道幅もあり、それなりに舗装もされているので、馬車が通っても平気だ。家と家の間だって十分な間隔がある。
それでも村に入るのは難しいと判断したのなら、いったい何人で来たのだろうか。
(十人や二十人じゃないってことかしら)
大神官ほどの人物ともなれば護衛の数もそれなりにいるのかもしれない。
「そんなにたくさんの人を引き連れてくるなんて、大神官様って本当に偉いのね。アーヴィンがこんなすごい衣装を着てるのも、大神官様をお迎えするからなんでしょう?」
「それもあるかな」
「それも? 他にも理由があるの?」
首をかしげるローゼから視線を外し、アーヴィンは神殿の入り口を示した。
「本は神官補佐に預けておいで。持っていくわけには行かないからね」
どうやら衣装を着ている理由も答えたくないらしい。
彼の態度は不満だが、大神官に会うと決めたローゼに残された選択肢はほぼない。渋々ながらも言われたとおりにして、ローゼはアーヴィンと連れだって草原へと向かった。
道すがらローゼが質問しても、アーヴィンからの答えはほとんどなかった。会話にまったく意味を感じなくなったので、仕方なくローゼも黙って歩を進める。村人は珍しい衣装を着たアーヴィンと、そのアーヴィンと一緒にいるローゼの組み合わせに興味津々のようだったが、重い雰囲気を察したのか質問してくる人は少ない。
あとで質問攻めにあうんだろうな、と思いながら道を行き、村の内外の境である高い石壁から出た辺りでアーヴィンはふいに立ち止まる。どうしたのだろうかと見上げてみると、彼はとても真摯な面持ちをローゼに向けている。

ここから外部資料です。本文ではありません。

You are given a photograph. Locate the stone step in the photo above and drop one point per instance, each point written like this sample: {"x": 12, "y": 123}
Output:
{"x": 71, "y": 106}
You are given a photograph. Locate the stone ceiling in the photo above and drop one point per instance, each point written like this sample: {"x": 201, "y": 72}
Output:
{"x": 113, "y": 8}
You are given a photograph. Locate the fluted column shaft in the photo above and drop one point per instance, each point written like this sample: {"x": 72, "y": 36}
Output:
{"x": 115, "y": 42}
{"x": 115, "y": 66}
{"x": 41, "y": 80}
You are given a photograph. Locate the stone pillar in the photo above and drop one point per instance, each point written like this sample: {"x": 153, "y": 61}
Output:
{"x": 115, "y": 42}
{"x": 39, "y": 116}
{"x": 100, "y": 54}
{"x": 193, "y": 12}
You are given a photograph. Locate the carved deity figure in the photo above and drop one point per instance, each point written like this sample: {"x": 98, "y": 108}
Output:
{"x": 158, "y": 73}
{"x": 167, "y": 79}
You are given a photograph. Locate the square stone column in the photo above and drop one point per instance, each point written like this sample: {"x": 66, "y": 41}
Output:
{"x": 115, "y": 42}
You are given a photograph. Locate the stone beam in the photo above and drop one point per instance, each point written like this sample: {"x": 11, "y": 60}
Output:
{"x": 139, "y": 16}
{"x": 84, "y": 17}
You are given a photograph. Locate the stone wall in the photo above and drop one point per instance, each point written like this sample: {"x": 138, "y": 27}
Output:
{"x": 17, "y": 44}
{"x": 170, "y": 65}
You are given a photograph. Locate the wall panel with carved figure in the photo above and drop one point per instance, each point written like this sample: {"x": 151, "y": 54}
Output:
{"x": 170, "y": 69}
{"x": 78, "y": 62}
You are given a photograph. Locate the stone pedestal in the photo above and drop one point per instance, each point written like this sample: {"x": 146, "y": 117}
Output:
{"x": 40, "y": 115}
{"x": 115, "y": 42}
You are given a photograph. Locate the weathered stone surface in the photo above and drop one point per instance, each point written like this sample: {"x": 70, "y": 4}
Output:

「ローゼ。雰囲気に飲まれないように。慌てず、落ち着いて、良く考えて。そして堂々としているんだよ」
夕刻の冷たい風が、ローゼの赤い髪と、アーヴィンの褐色の髪を揺らす。
「この後のローゼがどんな選択をしても、私は必ずローゼの味方をするから」
どういう意味なのかは分からないが、おそらくこれから大神官と会うことに関係するのだろう。
考えて、ローゼはうなずく。
「……うん、分かった」
ローゼの返事を聞いたアーヴィンは雰囲気をやわらげ、いつも通りの声で促した。
「じゃあ、行こうか」
そうして微笑むが、それは多分に憂慮が感じられる笑みだった。